My Grandma’s Full Moon Belly and Remembering Jesse

January 7th, 1937, Saint Mark's Place, Manhattan, Maggie's diary continues:

Read Bartlett’s book on baby care cover to cover then to dinner at the Hoffman’s with Ned, Pat and Dick Fabian who is working in aviation now.  Champagne.  Mrs. H. gave us a white and pink “snuggle bunny”, very sweet.  Pat told about dumb young social workers at her new school and the complexity of charity organizations, which she still hasn’t untangled.  Walked home in brisk evening air.

January 7, 2010, Yours Truly, Brattleboro, Vermont

I try to imagine my grandmother with her belly full.  A pregnant belly looks to me like a full moon, full of possibility and wonder and light.

Today I am thinking of someone else's full moon belly.  I am thinking about my dear friend, Lisa, a painter and graphic artist, a bohemian and dancer and lover of Burning Man and great parties and food, who was pregnant nineteen years ago. She gave birth to a boy named Jesse. Jesse was the kind of boy who liked sushi at a young age, he was slender with wire-rimmed glasses, and he liked to speak French and memorize poetry, he liked theater and classical music. He went to Paris for a summer and got into one of the very best architecture schools except the spring he was about to leave, he was diagnosed with leukemia, which was supposed to be one of those things that take up a few horrible months in the whole bountiful banquet of our lives.  We endure, and then we look back on it like a bad dream.

But all through that summer and fall, Jesse went back and forth to Dartmouth Hitchcock Hospital, and he did not get better. He got worse.  And one night, while I was staying with Lauren in the East Village, I got a call that he was slipping away from us.

Jesse was eighteen. He died on this day last year.  There was a waiting line into the road from the funeral home on High Street. Our whole town came out into the bitter cold to talk about him, to love him with words and tears.
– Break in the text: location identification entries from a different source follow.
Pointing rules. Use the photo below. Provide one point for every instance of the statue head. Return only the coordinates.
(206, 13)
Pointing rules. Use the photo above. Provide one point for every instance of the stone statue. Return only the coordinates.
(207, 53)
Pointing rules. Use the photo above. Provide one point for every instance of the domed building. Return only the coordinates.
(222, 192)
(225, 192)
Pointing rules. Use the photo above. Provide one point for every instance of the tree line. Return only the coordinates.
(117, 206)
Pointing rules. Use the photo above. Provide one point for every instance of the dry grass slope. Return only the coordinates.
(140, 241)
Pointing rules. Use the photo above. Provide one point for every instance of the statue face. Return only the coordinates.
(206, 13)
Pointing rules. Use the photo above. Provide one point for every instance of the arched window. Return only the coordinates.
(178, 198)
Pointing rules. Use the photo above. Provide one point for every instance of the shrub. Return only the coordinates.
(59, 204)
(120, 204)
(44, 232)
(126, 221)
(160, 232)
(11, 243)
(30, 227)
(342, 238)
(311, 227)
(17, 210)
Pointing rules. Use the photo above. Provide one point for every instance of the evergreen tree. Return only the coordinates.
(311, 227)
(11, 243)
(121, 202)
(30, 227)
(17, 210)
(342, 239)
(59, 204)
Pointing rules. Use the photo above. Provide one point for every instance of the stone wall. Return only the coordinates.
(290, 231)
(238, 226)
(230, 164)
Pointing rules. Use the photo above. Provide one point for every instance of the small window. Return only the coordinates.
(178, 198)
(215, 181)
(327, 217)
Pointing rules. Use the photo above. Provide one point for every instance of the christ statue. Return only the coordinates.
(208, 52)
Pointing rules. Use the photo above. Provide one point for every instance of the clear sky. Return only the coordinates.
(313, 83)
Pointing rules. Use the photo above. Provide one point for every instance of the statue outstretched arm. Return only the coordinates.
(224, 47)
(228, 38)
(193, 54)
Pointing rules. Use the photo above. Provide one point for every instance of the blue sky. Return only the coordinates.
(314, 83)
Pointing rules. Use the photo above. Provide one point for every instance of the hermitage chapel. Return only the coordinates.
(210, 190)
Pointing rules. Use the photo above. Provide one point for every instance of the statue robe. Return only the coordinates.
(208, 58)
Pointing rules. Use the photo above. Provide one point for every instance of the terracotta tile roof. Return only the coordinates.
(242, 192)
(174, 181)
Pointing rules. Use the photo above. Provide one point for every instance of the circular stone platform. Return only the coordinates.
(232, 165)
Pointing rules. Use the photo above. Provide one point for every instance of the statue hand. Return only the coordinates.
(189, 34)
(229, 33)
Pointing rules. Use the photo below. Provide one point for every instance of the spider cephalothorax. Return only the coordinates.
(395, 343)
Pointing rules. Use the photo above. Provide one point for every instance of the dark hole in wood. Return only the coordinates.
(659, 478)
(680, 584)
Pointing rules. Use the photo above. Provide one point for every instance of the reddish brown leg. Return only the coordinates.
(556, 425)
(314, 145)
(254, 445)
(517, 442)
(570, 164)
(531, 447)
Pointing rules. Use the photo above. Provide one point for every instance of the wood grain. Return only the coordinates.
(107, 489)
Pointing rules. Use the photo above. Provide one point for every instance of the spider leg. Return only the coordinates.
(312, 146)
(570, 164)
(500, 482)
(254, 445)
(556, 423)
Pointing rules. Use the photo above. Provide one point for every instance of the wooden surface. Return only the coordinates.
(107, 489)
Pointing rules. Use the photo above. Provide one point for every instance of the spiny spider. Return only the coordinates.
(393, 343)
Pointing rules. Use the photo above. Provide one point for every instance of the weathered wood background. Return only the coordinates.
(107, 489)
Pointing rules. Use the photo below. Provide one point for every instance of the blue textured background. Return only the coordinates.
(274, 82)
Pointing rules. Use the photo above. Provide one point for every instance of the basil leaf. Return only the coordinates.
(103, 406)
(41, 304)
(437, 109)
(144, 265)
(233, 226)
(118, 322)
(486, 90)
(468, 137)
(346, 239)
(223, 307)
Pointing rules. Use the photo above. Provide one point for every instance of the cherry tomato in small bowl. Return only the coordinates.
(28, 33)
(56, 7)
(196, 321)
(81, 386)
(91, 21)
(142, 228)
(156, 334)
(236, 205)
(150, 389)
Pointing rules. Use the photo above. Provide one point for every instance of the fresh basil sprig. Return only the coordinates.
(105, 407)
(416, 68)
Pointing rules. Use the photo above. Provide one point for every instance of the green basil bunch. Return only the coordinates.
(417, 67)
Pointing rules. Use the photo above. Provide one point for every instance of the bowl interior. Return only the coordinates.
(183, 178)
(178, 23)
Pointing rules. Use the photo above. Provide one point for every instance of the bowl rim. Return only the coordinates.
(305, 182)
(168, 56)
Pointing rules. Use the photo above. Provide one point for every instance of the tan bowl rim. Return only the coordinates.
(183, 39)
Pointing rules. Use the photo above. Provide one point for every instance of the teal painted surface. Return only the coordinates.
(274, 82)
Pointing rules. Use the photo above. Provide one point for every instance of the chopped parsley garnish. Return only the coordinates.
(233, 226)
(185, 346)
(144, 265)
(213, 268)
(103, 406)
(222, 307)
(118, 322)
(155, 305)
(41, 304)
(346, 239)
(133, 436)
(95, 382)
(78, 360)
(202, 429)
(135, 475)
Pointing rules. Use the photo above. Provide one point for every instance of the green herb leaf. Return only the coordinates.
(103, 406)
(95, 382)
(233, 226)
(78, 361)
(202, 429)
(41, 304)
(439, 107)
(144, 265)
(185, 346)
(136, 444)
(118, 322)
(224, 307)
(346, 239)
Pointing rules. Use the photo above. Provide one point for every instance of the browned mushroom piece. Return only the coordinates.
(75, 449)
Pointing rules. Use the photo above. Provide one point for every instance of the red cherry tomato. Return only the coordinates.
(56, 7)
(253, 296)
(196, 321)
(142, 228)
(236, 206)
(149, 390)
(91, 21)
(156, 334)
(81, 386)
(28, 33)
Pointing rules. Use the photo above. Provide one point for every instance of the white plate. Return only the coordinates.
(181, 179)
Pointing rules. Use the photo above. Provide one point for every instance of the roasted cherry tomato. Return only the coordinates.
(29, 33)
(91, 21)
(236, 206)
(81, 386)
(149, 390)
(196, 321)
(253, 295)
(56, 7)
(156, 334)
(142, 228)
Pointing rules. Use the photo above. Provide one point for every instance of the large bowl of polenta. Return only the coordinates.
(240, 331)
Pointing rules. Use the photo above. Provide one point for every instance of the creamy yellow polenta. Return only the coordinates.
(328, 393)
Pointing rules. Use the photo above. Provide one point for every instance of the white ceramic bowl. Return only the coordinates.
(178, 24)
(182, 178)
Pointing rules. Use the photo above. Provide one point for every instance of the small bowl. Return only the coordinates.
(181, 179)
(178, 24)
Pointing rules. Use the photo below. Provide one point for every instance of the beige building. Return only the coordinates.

Afterward Laura and Dan opened their home for food and drink, and Jesse’s school teachers came, his music teachers, his aunts and all his young friends, in college or still in high school, and their parents, parents always loved Jesse, his grandparents were there, and his father and his dear, sweet, beautiful mother, who is my friend.

The day after the funeral, the museum hosted a gathering. I would guess at least 300 people were there.  Chairs were set up in audience and people got up and read, people who knew him when he was a little boy spoke of him then, his English teacher spoke, an elementary school teacher, his friends’ parents, and his mother’s friends.  His own friends got up and quoted Shakespeare, they sang a capella, they wore costumes Jesse would have loved and performed theater.

One brave girl got up and read a letter. She spoke to Jesse as though he would one day receive the letter, she told him, I am pretending you are just away somewhere, on a desert island, maybe, where you cannot write.  In her letter, she talked about one day in the library that was between them still, that she wanted to set right. She was beautiful this girl, but not in a bold way, in a timid way, though she was very brave, with thick lips and hair and a body too tall for itself that would one day be regal.

Do you see? I asked Peter later, I was crying for the letter had been too open, too raw for someone as conditioned as an adult, and it made a child of me.  Do you see the power of writing? And he said, Yes.  He held me close to him.  I see.

Today I think of that brave girl and her letter to Jesse, and I would like to write my own, but instead I started a novel because that is what I know how to do.  I did it soon after the funeral, and I am still writing it now. There is a Jesse in it, and he is much like the Jesse I knew. He is the hero of the story.  He is the hero that came from a full moon belly so many years ago.